Réfection du réseau routier local : Québec diminuera ses contributions
Publié le 14 août 2024 à 14:33, modifié le 14 août 2024 à 14:33
Par: Louis-Philippe Morin
Depuis quelques années, des municipalités, comme celle de Paspébiac, investissent massivement dans la rénovation de leur réseau routier local. Les nombreux projets de ce genre pourraient diminuer suite à une décision de Québec.
À Paspébiac, il y a rarement eu autant de nouvel asphalte. La rue Saint-Pie-X ou même la 3e avenue ont été refaites en partie ou en entier au cours des derniers mois. Et le travail ne s’arrêtera pas là, si on se fie aux élus.
« Ce sont plusieurs kilomètres de la surface de Paspébiac qui va être réaménagé en asphalte… et, bien entendu, avec l’aqueduc et l’égout. », dit Marc Loisel, maire de Paspébiac.
Bénéficiant de généreux programmes provinciaux, la municipalité de la Baie-des-Chaleurs a le goudron facile et entend profiter des prochaines années pour adoucir la bande de roulement des routes locales.

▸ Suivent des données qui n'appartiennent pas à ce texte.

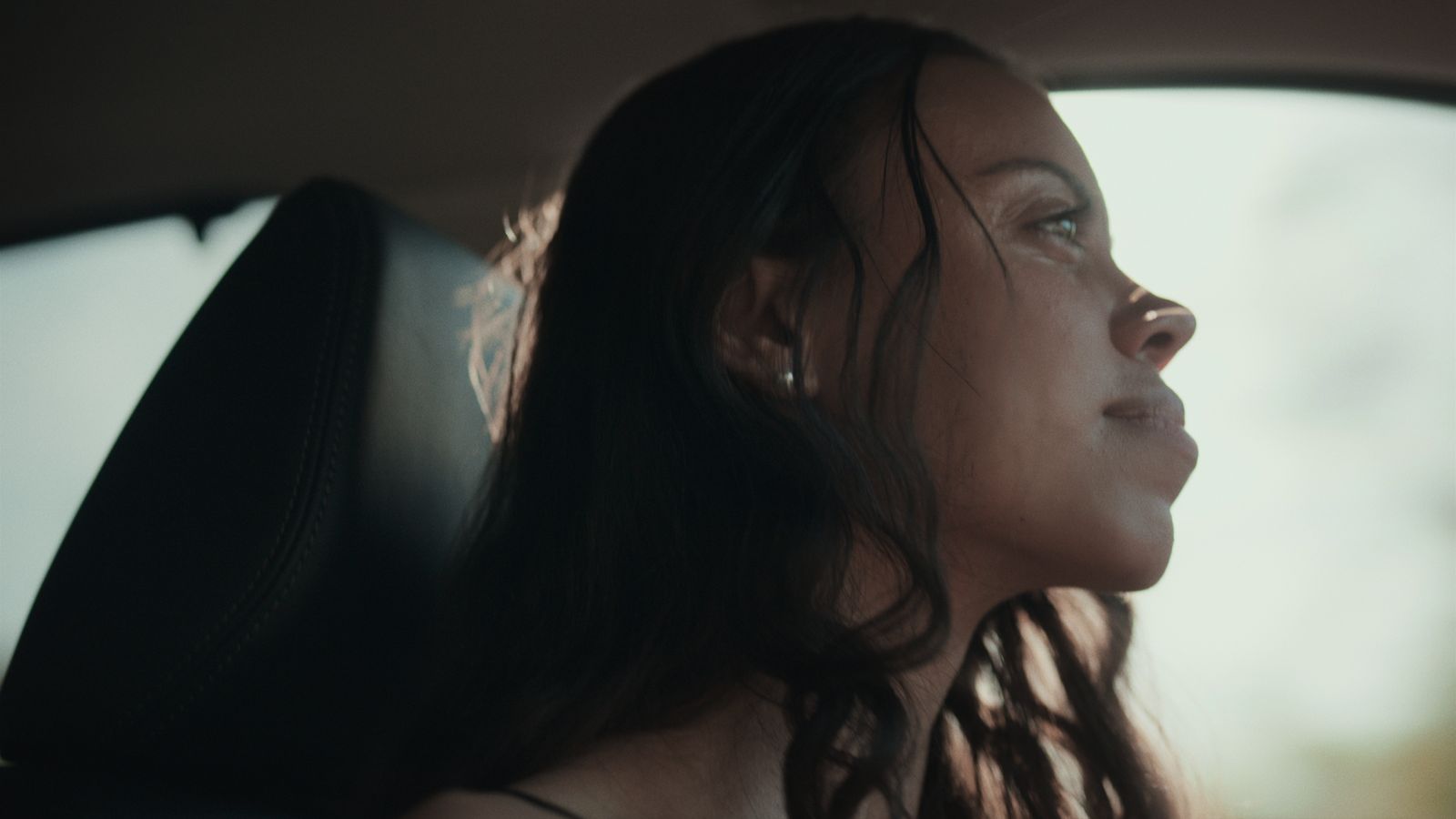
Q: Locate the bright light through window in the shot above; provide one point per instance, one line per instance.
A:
(1299, 649)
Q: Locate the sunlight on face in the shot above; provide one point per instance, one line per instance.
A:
(1056, 448)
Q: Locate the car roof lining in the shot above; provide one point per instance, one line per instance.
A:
(466, 111)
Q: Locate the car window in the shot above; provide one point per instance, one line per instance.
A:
(1298, 653)
(85, 322)
(1299, 649)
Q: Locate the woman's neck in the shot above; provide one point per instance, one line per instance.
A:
(727, 763)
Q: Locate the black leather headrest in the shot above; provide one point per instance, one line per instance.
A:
(240, 596)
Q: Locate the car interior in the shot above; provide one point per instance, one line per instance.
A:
(237, 612)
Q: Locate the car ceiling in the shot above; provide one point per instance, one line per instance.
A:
(463, 111)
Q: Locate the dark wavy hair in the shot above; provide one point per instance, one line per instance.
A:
(655, 530)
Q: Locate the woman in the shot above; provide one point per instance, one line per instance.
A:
(827, 378)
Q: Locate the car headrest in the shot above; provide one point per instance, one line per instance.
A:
(240, 598)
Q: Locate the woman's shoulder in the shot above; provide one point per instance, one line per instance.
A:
(472, 804)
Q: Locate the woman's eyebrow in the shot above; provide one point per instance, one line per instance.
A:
(1038, 165)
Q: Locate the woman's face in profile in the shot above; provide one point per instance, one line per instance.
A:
(1053, 442)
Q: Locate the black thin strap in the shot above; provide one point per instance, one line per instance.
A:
(539, 802)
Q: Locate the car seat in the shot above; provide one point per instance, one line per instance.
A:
(233, 622)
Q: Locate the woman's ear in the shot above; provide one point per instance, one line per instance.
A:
(756, 329)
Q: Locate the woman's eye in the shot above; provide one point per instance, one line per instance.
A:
(1062, 227)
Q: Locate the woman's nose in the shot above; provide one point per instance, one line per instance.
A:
(1152, 329)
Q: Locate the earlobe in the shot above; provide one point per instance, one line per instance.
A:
(756, 336)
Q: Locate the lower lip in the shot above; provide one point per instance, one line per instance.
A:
(1161, 429)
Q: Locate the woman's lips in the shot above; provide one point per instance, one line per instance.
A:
(1157, 419)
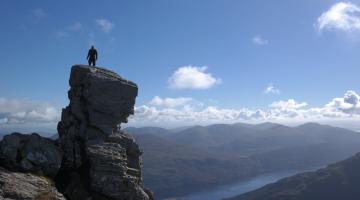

« On a essayé, bien entendu, de revitaliser, un peu, si on veut… depuis quelques années. On sentait qu’il y avait peut-être – je ne veux pas dire un relâchement – , mais peut-être une continuité qui n’avait pas été faite, au niveau de la réfection de route ou encore de réaménagement de structures. », précise le maire de Paspébiac.
Cependant, une mauvaise nouvelle guette non seulement Paspébiac, mais toutes les municipalités de la région qui rêvent de redonner du lustre à leur réseau routier : les programmes d’aide pour les chantiers routiers seront diminués, le Programme d’aide à l’entretien du réseau routier local, par exemple.
« Le plus gros changement, c’est qu’on passe d’un taux d’aide de 90 à 85%. C’est sûr que quand on parle d’un projet de plusieurs millions, c’est quand même 5% de plus. », nous dit le préfet de Bonaventure, Éric Dubé.
Une réalité qui pourrait mettre des projets sur la glace pour un certain temps…
« Si tu déposes ton projet et que tu n’es pas retenu, c’est certain que si tu n’as pas d’aide financière, les municipalités ne le font pas. On attend d’être retenu. On sait qu’il en sort à chaque année. », poursuit monsieur Dubé.
Même constat à la baisse pour le Programme de la taxe sur l’essence qui était redistribué, en partie, au Québec. On parle ici de 30% de moins pour des projets municipaux. Des révélations qui n’entament pas l’énergie d’élus régionaux.
« On avait vraiment besoin de reconditionner. Ça devrait se faire d’ici les semaines à venir. », sourit monsieur Loisel.
Dans les faits, par contre, une diminution de la participation de Québec aux travaux de réfection routière pourrait signifier, pour la région, un ralentissement des chantiers… voire même un report de ces derniers.